Octaves and the "Ring"

Everybody knows about the sweet, sour, salty, bitter, spicy and even the more esoteric umami. What I am interested in is the underlying filtering and evaluating system of taste. The one that judges and organizes flavors. Not just sweet, sour, salty, etc.. but good, bad, harmful, healthy, and satisfying ancient associations. Real evolutionary type stuff. How long do sensations like this stay with us, and how do we remember them?

A popular trend with some chefs is to play with the nostalgic power of food. I read about menu descriptions of food that purports to transport and connect the diner to their childhood food memories. Do I care if it smells like fall or a campfire in this restaurant? Cool as it is to serve a caramelized pumpkin tart on a bed of autumn leaves to evoke nostalgia, It feels a little gimmicky and manipulative for a restaurant experience.
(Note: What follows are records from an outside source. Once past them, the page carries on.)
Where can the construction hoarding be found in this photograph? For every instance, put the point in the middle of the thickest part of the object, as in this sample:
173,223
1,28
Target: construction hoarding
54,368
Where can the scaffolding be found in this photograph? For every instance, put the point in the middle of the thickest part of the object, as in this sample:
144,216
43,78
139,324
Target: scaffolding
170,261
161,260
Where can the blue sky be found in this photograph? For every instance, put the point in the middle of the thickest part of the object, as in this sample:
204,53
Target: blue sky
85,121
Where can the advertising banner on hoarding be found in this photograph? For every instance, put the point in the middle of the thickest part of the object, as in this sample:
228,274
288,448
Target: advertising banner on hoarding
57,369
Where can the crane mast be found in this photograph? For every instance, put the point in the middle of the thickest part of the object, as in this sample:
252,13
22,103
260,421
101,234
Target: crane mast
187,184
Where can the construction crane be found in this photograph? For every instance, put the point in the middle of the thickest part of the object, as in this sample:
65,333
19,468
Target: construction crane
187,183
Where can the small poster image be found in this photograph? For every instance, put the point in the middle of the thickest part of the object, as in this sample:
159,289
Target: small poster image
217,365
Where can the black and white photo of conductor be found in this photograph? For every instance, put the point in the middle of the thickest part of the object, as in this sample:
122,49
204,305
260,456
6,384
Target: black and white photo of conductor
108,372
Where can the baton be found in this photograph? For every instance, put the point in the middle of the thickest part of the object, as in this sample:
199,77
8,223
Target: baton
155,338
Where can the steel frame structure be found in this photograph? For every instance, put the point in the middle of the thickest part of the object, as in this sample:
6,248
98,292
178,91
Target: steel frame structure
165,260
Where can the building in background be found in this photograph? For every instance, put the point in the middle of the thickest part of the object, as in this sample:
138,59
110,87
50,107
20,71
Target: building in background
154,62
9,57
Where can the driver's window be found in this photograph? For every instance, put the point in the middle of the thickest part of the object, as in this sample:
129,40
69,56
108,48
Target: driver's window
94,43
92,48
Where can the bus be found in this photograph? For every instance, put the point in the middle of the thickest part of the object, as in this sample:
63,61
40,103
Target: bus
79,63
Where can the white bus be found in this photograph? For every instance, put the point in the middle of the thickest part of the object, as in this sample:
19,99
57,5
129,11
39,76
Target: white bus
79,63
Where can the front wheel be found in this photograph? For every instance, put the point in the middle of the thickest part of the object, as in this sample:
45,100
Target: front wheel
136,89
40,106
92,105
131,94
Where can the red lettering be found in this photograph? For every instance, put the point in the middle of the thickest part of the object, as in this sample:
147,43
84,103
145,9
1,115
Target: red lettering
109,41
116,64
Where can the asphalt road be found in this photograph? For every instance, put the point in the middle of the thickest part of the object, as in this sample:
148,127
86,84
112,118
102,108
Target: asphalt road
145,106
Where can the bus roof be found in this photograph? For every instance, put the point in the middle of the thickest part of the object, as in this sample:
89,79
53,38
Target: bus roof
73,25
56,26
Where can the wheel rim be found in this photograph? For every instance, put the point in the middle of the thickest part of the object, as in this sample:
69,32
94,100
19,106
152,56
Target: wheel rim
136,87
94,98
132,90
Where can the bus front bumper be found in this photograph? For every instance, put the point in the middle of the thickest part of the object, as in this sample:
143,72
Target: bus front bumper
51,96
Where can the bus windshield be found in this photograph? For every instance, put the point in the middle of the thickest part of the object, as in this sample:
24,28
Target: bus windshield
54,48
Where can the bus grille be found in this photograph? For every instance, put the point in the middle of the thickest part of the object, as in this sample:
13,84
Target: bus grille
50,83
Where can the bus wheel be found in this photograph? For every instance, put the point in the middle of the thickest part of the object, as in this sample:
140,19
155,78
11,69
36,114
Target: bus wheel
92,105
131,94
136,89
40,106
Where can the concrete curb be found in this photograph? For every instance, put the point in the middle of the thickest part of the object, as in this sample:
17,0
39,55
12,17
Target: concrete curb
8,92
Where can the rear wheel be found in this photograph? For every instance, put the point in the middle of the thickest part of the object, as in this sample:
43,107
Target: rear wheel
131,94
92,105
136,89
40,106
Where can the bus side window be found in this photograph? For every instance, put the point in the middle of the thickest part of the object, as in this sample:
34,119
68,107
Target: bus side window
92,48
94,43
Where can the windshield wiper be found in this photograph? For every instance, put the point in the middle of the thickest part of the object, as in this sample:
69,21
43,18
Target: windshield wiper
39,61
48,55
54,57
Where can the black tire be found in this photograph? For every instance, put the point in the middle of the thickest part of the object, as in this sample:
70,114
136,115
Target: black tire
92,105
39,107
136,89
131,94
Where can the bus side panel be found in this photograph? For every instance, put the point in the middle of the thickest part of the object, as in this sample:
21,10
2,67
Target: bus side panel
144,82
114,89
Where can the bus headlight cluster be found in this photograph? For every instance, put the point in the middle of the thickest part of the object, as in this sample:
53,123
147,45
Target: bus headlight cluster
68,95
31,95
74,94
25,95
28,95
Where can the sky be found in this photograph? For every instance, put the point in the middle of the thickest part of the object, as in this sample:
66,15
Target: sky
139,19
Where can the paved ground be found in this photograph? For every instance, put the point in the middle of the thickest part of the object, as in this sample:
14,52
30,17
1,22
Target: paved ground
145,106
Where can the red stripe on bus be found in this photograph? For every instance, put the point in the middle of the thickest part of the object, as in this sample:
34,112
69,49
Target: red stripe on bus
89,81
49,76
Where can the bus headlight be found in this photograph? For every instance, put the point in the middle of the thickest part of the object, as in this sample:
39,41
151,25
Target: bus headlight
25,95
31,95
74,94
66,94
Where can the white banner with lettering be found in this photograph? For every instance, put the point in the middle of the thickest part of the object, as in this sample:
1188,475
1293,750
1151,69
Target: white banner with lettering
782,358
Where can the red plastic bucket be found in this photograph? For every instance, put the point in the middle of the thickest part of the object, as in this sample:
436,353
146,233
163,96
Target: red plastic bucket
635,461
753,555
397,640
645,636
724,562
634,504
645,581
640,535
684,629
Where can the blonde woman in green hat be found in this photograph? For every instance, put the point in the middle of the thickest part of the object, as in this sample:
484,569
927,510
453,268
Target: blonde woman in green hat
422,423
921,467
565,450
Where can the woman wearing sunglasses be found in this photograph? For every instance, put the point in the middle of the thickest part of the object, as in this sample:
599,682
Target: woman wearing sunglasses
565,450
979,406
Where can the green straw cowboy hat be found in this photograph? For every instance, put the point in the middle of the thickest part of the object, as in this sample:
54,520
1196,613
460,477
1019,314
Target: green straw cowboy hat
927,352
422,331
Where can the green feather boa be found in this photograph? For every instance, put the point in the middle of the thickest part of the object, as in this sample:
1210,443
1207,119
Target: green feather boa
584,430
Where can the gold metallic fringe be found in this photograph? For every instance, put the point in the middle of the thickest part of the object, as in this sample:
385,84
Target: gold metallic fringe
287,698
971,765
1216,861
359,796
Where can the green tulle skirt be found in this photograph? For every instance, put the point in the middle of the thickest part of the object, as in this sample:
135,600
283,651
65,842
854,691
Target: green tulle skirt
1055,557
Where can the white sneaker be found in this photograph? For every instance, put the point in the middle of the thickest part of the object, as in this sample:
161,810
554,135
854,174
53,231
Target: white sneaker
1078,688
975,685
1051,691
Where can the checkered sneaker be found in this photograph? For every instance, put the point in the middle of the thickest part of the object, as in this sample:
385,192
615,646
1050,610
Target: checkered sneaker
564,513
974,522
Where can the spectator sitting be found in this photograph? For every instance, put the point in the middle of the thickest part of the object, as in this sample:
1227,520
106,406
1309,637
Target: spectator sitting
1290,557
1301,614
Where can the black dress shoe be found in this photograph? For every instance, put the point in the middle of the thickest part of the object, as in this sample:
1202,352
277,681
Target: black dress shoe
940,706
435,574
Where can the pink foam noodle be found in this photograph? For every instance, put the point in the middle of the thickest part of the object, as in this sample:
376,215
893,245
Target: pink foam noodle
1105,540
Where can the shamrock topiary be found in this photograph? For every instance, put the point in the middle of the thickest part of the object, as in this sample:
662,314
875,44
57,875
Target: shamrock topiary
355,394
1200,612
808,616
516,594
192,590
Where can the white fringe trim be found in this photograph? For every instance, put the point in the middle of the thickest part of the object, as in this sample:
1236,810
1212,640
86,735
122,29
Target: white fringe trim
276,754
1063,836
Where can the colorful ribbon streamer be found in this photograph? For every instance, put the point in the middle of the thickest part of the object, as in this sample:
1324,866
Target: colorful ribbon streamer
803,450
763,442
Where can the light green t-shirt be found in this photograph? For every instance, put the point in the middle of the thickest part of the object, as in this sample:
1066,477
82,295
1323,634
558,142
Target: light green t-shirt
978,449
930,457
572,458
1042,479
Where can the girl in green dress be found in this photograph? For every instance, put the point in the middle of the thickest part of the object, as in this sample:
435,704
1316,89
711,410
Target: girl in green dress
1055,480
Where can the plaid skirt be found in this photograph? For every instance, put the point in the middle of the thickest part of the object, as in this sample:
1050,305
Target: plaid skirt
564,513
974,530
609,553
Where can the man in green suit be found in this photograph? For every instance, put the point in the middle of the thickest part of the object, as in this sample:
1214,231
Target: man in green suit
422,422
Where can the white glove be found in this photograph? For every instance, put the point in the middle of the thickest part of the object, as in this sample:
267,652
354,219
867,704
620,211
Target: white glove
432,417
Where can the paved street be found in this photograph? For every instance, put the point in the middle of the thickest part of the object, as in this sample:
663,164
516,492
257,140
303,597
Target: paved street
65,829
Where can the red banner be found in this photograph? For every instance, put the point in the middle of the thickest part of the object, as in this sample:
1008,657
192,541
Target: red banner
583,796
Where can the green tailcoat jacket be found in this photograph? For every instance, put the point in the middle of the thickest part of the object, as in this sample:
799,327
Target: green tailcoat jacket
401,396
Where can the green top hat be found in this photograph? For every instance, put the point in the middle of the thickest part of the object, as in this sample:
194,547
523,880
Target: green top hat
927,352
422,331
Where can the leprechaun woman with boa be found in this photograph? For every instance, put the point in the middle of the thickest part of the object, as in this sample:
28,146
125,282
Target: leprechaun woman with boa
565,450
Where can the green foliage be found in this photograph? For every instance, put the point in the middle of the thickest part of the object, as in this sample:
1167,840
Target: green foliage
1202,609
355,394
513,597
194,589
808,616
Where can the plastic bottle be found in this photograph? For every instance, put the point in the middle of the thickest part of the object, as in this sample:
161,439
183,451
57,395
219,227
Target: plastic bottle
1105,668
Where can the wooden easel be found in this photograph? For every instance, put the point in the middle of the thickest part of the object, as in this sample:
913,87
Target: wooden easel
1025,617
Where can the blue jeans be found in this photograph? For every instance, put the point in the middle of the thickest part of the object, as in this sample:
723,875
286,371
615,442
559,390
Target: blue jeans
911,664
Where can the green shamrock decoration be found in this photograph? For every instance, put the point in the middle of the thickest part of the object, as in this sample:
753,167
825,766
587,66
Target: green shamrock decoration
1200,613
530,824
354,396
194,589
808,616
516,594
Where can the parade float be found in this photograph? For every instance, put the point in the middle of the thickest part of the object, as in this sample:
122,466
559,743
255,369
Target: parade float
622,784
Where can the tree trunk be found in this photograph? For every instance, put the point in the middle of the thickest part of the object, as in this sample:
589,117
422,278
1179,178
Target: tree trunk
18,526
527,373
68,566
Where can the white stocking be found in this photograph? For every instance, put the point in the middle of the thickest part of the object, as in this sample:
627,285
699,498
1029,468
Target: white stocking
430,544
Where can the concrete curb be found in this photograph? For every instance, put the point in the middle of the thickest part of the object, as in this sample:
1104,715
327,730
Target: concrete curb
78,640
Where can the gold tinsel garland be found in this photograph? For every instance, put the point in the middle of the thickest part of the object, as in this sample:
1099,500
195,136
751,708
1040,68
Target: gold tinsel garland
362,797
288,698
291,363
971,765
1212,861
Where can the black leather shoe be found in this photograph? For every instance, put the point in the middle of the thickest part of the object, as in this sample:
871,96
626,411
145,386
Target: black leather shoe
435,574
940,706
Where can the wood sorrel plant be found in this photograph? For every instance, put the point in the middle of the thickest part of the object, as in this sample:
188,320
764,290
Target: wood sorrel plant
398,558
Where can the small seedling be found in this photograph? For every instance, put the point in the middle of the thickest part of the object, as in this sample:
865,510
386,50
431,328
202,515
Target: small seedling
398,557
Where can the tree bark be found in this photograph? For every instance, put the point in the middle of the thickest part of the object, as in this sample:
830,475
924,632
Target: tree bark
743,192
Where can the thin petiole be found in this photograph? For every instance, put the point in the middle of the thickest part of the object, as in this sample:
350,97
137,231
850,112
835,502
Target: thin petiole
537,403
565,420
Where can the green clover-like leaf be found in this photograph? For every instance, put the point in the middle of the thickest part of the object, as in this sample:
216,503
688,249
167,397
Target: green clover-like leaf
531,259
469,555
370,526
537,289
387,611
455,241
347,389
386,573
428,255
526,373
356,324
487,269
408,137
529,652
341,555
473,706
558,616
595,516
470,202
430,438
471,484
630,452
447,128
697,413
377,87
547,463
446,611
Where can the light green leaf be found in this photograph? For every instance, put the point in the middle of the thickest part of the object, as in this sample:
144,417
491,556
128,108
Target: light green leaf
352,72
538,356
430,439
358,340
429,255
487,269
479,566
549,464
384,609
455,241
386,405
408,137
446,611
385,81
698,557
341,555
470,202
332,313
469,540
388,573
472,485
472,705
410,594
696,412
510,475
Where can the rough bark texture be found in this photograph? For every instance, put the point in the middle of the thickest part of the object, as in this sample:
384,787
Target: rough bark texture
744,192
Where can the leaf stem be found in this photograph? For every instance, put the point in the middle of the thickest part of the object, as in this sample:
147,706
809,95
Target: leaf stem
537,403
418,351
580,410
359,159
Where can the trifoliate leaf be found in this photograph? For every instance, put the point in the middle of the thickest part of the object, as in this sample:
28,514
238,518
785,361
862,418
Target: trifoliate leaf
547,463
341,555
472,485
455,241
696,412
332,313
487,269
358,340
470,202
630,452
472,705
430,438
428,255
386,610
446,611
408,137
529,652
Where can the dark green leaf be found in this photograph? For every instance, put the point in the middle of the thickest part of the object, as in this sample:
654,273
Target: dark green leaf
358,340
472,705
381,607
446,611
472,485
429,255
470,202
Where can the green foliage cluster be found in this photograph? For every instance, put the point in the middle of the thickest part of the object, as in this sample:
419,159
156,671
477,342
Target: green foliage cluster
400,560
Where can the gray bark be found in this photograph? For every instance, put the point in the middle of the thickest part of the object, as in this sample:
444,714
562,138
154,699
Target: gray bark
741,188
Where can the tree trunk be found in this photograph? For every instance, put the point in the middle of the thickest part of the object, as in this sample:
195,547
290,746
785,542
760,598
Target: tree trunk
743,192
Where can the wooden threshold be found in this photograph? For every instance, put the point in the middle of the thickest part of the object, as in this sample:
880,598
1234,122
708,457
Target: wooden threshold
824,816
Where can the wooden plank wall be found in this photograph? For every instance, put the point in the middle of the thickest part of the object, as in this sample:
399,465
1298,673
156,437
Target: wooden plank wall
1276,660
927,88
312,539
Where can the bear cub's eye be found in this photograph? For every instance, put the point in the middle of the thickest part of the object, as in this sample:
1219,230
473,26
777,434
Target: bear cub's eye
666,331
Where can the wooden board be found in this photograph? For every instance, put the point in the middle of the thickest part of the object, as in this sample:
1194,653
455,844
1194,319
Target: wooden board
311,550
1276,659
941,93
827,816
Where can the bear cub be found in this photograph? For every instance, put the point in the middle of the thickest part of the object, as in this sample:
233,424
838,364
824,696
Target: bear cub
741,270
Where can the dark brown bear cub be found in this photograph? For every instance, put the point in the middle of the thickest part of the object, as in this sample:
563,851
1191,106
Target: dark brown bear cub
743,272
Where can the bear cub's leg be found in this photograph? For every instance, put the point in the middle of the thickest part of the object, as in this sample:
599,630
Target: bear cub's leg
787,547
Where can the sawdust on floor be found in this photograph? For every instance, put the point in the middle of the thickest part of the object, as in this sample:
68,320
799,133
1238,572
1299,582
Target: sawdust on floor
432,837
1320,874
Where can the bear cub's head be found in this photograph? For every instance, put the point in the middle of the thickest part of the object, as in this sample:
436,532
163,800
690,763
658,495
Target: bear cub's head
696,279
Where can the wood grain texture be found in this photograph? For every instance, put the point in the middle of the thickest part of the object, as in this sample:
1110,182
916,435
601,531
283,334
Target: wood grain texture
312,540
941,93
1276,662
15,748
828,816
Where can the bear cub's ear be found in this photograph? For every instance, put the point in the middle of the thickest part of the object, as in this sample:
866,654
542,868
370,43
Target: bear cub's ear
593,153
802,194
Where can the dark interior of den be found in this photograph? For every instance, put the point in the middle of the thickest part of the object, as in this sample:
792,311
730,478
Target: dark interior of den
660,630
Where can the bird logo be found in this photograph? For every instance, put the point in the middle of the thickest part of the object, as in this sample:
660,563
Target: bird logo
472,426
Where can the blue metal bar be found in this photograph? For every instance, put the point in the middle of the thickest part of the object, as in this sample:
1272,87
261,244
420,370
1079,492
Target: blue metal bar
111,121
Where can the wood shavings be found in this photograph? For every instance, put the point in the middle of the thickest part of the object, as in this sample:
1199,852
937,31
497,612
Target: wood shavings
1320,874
What I find much more interesting is the marriage of a very few flavors from just a few ingredients—and getting out more than the sum of their parts. Some flavor bounced avant garde tasting menu, that allowed me to time travel into my past and smell my grandfather’s summertime grill is cool, but there more sophisticated and relevant flavor experiences to be had.

When I approach an ingredient I think about all of the different flavors it has in its various states. Raw, barely cooked, grilled, burned, slow cooked, boiled, etc. I think a good analogy is a musical octave. Same instrument, same note, slightly different expression. An amazing plated dish from somewhere like Alinea is like a symphony. Different instruments, notes, techniques, and surprises coming together to form a beautiful sensory experience.

More simply, let’s play the SAME instrument. Evoke an intense, memorable, and third synergistic flavor variation of the pleasing “RING” you hear when the same note 2 Octaves apart is struck simultaneously. Sweet, slow roasted carrots paired with a slightly acidic, vegetal raw carrot juice sauce, for instance. The combination of both creating a new, fundamentally pleasing tone.

Here is a slightly more complex example. Grilled lobster, its with bright flavors of salt, lemon, herbs, and butter, is a perfect dish and it stands on its own. But consider also a deep, sweeter slow cooked lobster broth with shallots, white wine, tomato, and garlic. Paired successfully, these dishes can elevate one another. In Southampton during lobster season I made a fresh egg pasta dish using the broth to make a sauce, and garnishing it with the grilled meat. Not cooked together, put played perfectly together as foils. Elevating. The ring.